Distributed High-Dimensional Quantile Regression: Estimation Efficiency and Support Recovery

Caixing Wang,Ziliang Shen
2024-06-01
Abstract:In this paper, we focus on distributed estimation and support recovery for high-dimensional linear quantile regression. Quantile regression is a popular alternative tool to the least squares regression for robustness against outliers and data heterogeneity. However, the non-smoothness of the check loss function poses big challenges to both computation and theory in the distributed setting. To tackle these problems, we transform the original quantile regression into the least-squares optimization. By applying a double-smoothing approach, we extend a previous Newton-type distributed approach without the restrictive independent assumption between the error term and covariates. An efficient algorithm is developed, which enjoys high computation and communication efficiency. Theoretically, the proposed distributed estimator achieves a near-oracle convergence rate and high support recovery accuracy after a constant number of iterations. Extensive experiments on synthetic examples and a real data application further demonstrate the effectiveness of the proposed method.

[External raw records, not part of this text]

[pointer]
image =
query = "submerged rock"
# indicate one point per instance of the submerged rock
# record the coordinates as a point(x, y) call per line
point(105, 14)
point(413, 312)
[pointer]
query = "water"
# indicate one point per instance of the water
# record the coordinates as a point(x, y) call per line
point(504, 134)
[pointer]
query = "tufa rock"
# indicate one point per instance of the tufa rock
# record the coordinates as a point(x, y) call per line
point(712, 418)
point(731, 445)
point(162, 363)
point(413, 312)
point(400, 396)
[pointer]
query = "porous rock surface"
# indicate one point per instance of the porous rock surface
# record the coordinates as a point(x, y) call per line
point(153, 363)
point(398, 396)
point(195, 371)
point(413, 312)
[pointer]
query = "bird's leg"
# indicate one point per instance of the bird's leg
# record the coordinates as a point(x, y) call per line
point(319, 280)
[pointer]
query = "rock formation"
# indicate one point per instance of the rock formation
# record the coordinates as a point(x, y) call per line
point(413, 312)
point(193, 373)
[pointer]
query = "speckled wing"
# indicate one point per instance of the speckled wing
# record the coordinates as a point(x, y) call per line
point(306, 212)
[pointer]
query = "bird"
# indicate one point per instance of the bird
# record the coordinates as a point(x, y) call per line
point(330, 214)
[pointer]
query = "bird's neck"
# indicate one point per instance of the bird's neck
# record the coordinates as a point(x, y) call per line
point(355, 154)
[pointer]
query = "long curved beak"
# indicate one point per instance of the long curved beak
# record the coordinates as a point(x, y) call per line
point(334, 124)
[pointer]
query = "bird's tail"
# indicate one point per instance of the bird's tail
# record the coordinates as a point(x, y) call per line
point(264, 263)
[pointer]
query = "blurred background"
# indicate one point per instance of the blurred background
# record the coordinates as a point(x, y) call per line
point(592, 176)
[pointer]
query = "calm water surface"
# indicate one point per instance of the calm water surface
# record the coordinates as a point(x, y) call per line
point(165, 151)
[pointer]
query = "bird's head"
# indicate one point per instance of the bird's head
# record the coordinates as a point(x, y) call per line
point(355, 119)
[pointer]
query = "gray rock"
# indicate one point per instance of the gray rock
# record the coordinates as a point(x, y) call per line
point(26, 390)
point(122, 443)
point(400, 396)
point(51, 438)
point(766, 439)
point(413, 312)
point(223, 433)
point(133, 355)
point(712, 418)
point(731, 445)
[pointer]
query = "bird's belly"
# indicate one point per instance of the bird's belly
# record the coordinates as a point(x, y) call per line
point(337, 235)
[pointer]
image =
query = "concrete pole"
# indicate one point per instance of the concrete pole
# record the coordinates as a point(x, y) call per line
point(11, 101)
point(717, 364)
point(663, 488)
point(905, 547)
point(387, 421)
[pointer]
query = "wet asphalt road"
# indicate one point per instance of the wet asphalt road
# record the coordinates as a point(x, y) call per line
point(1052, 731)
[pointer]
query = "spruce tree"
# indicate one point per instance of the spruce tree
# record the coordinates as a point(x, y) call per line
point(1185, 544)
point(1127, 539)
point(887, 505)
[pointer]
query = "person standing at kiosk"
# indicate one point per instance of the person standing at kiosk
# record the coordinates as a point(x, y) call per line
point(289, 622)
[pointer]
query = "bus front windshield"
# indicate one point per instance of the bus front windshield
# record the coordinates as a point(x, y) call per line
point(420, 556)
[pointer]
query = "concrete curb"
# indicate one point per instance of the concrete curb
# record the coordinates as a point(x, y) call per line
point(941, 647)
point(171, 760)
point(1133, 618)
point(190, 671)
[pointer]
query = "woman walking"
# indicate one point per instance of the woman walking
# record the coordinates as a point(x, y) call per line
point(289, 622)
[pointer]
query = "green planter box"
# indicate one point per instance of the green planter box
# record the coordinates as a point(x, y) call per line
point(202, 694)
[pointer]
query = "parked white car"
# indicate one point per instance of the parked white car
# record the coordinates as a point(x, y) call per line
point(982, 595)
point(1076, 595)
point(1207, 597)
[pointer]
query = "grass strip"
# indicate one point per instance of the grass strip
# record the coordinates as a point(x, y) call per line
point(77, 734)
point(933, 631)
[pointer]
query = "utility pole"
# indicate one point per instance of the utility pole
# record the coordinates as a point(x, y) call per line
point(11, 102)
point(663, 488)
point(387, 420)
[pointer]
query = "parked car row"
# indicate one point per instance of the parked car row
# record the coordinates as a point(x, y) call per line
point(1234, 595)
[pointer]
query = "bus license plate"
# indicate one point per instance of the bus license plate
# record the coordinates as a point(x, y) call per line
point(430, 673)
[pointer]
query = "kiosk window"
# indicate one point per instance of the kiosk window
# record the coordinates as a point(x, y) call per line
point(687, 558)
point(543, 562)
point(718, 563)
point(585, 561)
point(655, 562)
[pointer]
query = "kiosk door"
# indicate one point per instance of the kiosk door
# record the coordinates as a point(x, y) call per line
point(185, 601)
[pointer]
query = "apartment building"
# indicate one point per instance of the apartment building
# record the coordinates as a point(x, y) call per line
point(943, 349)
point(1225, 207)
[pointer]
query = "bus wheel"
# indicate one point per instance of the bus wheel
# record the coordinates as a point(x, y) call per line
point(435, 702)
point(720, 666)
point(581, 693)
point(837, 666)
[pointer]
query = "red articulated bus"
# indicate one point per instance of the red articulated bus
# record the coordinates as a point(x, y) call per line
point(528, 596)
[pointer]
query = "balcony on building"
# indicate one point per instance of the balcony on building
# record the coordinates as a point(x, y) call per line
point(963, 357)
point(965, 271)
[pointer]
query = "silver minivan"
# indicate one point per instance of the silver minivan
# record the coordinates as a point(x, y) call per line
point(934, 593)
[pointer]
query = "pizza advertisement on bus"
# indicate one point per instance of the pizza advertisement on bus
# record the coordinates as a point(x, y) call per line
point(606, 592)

Machine Learning,Methodology
What problem does this paper attempt to address?
The paper attempts to address the following issues: 1. **Estimation Efficiency and Support Recovery in Distributed High-Dimensional Linear Quantile Regression**: This paper focuses on estimation and variable selection (support recovery) in high-dimensional linear quantile regression within a distributed environment. The non-smooth nature of the check loss function in quantile regression poses challenges for computation and theoretical analysis in a distributed setting. 2. **Improved Methods under Non-Independence Assumptions**: Traditional methods often assume that the error terms are independent of the covariates, an assumption that is difficult to verify in practice. This paper proposes a new distributed high-dimensional sparse quantile regression method (DHSQR) that does not require the strict independence assumption of error terms. 3. **Theoretical Guarantees**: By introducing a double smoothing transformation, the proposed method not only achieves nearly optimal convergence rates but also attains the same support recovery accuracy as in a single-machine environment after a constant number of iterations. 4. **Computational and Communication Efficiency**: The proposed algorithm demonstrates high computational and communication efficiency in distributed systems, requiring only the transmission of low-dimensional gradient vectors instead of high-dimensional Hessian matrices. In summary, this paper aims to develop a new distributed high-dimensional linear quantile regression method that can efficiently address estimation and variable selection problems in large-scale datasets in practical applications, with solid theoretical guarantees.